The competition took place over multiple days, with preliminary heats on Nov. 1 and the final round on Nov. 9 at Burge Union featuring 11 finalists. Dozens of speeches were given by graduate students from several departments across campus, including chemistry, bio-engineering and psychology.
Founded by the University of Queensland, Australia, 3MT tasks graduate students to distill their research down to a three-minute speech, making it comprehensible for individuals with no expertise in their field. Jennifer Roberts, KU’s vice provost for academic affairs and graduate studies, said the competition provides graduate students with an opportunity to step outside their comfort zones.

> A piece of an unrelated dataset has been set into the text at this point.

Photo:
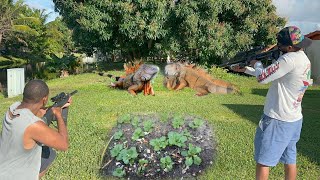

“It really helps them find ways to communicate the importance of their research…with people who aren’t experts in the field,” Roberts said. “As graduate students and professors, we’re usually very, very specialized in talking with and using language that is pretty exclusive and doesn’t let a lot of people in, so this really challenges our students to think about how to really communicate out to the community.”
Katie Childers, a competitor and doctoral student in bioengineering, said that for her, the benefits of 3MT go far beyond the competition itself.
“[It’s] definitely something that now I can take with me in the future… to job interviews, or take it to my family who might want to learn about my research,” Childers said. “I can now use this to easily talk to anybody about my research.”
Each round of the competition was judged by a panel of three judges with various experience and backgrounds. Among the pool were a KU professor of African-American Studies, a member of the Kansas City Hispanic Chamber of Commerce and the Executive Director of the Lawrence Public Library.
Britt Crum-Cano, the economic development director for the City of Lawrence and a final round judge, was struck by the importance of the research presented in speeches.
“I thought they were very good. They were very intriguing,” Crum-Cano said. “It’s encouraging to see students working on a lot of research that… could really impact the future of humanity.”